Perché un blog

Il “Percorso domestico verso la sostenibilità ambientale ed economica” non è solo un insieme di “buone pratiche”, ma un'esperienza integrata, ragionata e “vissuta” di “sostenibilità domestica”, che mi è stato chiesto di condividere.
Alcuni amici e conoscenti iscritti ad associazioni ambientaliste locali mi hanno proposto di “raccontare” ciò che stavo facendo, in vari momenti (prima durante le campagne di raccolta firme per il referendum sul nucleare e poi per la campagna sul ripristino del credito di imposta del 55% per il risparmio energetico).
In tali occasioni i partecipanti mi hanno chiesto di poter disporre del materiale della presentazione. Ho quindi aperto questo blog che ben si presta sia come “contenitore” e “distributore” di tale materiale, che come mio "diario” per documentare il proseguo dell'esperienza stessa.

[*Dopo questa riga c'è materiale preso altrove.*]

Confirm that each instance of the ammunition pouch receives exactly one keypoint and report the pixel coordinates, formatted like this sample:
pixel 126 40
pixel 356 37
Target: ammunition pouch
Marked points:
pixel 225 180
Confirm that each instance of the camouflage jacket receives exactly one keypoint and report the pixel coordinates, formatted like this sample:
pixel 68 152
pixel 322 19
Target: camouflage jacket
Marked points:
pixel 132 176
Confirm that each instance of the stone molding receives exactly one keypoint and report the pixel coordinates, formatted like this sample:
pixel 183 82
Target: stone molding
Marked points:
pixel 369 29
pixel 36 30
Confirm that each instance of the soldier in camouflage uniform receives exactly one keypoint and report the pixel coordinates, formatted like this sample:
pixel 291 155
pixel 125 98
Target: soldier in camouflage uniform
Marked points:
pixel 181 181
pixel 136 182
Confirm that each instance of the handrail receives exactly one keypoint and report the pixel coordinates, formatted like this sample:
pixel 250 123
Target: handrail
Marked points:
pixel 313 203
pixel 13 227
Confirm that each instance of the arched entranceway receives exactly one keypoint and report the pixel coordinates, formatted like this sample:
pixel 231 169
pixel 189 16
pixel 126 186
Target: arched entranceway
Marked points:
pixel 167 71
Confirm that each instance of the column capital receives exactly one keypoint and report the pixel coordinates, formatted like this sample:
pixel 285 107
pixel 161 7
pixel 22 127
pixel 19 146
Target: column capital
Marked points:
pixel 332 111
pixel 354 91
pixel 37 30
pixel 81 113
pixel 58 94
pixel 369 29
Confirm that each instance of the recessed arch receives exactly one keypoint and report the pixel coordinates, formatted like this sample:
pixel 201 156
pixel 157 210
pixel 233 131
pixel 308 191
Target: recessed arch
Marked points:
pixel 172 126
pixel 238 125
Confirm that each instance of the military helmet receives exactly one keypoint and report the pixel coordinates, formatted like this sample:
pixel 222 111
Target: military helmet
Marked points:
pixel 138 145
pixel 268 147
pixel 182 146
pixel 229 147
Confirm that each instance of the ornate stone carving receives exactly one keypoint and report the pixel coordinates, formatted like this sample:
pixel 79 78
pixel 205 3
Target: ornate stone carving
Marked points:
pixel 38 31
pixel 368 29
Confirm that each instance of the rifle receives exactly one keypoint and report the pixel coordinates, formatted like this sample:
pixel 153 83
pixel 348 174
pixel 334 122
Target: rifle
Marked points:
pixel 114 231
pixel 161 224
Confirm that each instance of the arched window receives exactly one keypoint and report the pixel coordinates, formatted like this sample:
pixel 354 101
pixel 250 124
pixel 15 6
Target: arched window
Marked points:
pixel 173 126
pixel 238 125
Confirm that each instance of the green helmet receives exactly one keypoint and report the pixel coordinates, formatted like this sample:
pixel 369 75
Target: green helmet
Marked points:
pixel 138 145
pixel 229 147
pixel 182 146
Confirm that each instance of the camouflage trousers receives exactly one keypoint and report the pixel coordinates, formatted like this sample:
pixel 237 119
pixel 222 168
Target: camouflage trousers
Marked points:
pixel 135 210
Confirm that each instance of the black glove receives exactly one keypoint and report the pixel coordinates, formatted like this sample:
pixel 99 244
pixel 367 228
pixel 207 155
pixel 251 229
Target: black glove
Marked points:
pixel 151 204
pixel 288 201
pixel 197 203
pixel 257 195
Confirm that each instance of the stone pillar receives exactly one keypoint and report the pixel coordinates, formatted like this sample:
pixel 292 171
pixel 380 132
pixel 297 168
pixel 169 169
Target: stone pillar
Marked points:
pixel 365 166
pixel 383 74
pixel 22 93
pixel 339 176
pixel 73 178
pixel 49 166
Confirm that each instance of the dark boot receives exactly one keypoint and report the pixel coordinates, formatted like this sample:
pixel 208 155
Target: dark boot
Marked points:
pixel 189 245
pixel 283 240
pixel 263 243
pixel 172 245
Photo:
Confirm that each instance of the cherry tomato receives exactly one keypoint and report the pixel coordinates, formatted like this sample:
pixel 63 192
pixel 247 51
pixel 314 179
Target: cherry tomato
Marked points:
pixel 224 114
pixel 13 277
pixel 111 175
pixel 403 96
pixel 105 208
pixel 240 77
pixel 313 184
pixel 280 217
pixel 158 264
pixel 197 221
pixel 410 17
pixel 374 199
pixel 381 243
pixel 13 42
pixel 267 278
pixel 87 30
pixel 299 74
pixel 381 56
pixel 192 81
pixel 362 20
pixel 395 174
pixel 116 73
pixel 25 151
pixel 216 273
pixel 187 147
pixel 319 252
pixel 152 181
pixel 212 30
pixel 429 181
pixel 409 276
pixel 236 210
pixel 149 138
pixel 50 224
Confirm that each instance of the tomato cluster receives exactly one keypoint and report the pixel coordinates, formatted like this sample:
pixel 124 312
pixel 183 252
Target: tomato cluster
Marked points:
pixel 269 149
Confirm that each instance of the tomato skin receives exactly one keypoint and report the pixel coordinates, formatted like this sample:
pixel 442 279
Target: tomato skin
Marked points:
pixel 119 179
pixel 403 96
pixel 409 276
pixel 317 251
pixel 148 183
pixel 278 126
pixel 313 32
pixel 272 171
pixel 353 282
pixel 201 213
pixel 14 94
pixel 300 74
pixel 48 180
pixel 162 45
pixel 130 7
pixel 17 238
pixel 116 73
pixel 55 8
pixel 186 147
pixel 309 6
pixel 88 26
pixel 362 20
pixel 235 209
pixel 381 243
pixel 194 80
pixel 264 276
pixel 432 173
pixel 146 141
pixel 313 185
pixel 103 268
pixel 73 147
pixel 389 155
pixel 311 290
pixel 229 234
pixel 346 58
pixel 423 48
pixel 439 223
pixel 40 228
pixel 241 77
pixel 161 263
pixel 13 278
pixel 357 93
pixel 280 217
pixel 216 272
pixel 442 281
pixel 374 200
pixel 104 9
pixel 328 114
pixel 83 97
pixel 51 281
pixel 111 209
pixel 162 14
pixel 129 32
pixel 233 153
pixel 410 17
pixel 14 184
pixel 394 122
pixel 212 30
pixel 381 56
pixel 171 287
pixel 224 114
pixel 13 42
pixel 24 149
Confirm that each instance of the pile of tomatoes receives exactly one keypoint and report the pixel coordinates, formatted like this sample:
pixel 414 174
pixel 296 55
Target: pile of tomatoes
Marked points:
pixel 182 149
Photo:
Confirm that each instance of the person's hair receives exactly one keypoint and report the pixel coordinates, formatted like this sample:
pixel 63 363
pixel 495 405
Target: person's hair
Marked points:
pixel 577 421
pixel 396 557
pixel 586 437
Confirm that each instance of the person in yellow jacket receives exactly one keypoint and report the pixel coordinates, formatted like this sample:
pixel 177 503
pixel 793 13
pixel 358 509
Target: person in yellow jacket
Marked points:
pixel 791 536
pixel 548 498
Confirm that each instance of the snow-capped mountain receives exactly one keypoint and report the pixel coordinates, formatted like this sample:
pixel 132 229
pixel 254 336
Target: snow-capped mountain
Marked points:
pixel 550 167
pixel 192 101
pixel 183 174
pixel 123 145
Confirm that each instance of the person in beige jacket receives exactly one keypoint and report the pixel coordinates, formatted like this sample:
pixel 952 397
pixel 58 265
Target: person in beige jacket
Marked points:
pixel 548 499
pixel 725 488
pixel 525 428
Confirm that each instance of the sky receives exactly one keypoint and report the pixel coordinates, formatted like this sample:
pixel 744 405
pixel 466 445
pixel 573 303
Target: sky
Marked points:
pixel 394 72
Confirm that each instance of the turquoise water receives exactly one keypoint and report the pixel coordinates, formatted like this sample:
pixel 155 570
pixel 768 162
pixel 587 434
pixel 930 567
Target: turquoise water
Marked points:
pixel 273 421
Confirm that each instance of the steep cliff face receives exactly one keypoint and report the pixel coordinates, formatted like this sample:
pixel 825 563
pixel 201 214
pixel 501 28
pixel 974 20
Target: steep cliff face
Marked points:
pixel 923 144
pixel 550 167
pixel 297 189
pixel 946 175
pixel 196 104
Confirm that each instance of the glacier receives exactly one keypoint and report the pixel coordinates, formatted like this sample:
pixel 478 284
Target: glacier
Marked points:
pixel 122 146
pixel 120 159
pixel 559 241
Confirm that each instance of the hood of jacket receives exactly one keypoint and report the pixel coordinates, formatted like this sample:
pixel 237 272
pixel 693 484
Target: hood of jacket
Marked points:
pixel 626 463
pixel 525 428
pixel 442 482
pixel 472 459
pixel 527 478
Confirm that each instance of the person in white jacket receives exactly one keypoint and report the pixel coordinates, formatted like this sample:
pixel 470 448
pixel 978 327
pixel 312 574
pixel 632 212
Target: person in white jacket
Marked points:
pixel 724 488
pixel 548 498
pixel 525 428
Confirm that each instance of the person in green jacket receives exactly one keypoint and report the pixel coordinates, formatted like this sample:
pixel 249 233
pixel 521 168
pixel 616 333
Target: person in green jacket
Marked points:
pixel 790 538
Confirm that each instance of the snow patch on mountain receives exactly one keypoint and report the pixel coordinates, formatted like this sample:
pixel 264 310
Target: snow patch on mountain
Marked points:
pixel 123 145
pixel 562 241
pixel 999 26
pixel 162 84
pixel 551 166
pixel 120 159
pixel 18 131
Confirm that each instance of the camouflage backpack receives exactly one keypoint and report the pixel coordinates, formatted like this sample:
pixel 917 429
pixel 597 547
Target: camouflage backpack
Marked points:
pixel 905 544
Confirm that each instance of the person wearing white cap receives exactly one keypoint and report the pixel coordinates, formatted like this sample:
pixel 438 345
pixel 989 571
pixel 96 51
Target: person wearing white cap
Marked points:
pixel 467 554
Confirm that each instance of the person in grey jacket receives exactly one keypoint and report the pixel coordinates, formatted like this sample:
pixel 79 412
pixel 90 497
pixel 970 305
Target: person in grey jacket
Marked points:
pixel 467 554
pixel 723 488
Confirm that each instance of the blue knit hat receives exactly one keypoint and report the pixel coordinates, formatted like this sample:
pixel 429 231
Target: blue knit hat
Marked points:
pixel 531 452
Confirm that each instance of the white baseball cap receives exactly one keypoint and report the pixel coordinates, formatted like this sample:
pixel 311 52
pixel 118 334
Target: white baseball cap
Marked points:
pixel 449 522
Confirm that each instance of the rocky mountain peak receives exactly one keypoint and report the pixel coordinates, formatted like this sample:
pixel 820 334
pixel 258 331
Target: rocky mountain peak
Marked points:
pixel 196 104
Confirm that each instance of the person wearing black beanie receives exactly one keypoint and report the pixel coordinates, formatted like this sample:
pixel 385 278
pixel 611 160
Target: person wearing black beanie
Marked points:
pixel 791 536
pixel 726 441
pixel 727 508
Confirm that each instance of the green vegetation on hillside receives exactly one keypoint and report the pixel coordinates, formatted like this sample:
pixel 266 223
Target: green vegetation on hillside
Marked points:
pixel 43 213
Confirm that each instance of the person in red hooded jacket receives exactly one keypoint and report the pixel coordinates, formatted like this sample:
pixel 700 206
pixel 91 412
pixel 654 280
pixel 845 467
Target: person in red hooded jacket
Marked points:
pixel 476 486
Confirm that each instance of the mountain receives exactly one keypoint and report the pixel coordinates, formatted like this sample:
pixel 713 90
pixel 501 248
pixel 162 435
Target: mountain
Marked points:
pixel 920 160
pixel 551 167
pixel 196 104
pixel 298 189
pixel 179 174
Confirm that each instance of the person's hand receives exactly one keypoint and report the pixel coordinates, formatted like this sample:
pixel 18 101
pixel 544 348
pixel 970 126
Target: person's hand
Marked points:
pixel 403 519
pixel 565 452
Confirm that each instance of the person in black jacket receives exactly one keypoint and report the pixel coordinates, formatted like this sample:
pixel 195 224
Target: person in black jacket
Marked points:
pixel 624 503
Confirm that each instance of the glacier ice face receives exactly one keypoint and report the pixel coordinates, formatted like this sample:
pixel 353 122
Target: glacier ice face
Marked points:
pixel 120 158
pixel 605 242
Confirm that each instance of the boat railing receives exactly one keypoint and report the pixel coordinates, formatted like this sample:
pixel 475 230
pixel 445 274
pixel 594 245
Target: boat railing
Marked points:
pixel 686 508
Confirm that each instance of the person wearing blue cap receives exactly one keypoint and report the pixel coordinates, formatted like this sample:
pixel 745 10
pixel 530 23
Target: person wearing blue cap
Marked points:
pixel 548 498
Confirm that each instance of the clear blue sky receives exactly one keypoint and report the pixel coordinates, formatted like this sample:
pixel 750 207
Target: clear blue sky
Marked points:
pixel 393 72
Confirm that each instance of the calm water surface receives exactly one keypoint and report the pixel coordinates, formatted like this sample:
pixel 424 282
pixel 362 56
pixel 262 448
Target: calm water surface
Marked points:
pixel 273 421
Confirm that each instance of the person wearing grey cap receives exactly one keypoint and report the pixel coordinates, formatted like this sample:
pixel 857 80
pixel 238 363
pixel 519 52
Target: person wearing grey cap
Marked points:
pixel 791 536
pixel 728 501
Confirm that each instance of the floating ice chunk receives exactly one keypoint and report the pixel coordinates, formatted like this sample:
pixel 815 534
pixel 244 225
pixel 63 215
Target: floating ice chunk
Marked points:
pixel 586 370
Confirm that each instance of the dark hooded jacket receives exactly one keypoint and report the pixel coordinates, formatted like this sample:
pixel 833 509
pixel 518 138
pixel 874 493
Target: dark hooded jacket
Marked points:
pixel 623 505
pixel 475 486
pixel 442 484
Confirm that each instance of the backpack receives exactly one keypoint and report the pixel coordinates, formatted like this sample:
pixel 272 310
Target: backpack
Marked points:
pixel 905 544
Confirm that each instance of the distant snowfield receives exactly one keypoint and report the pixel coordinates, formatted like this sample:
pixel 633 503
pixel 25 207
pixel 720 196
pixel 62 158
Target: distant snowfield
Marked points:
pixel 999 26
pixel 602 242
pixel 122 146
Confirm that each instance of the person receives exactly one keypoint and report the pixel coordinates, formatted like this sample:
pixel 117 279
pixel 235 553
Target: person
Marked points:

Oltre alle 42 slides principali, inserirò circa altrettante slides di “Approfondimenti tecnici” elementari (richiamati nelle slides principali dalla presenza di “bollini” azzurri numerati; i “bollini” rossi numerati non si riferiscono invece ad alcuna slide, perché non ho inserito gli “Approfondimenti didattici” elementari, prodotti quando chiamato a fare qualche intervento nelle scuole medie superiori).
Le slides, divise in circa 13 parti, sono scaricabili (in formato PDF) tramite link in colore rosso, posti sul titolo dei relativi post, che ho adoperato per commentarle.
Ho poi deciso di alternare i post di commento delle slides con qualche divagazione sulle motivazioni che mi hanno indotto ad iniziare il “percorso di sostenibilità”, nella speranza di aprire qualche “dibattito” con gli eventuali lettori interessati, per evitare che il blog rimanga solo un “diario”, esclusivamente a mio uso e di quanti hanno potuto partecipare alle presentazioni.

Ringrazio in anticipo quanti di voi vorranno valorizzare il lavoro che ho fatto per documentare questa “esperienza di sostenibilità”, diffondendo l'indirizzo del blog, dandomi consigli o attivando qualche buona discussione.
Non c'è nulla di quanto pubblicato che ritenga “privato”.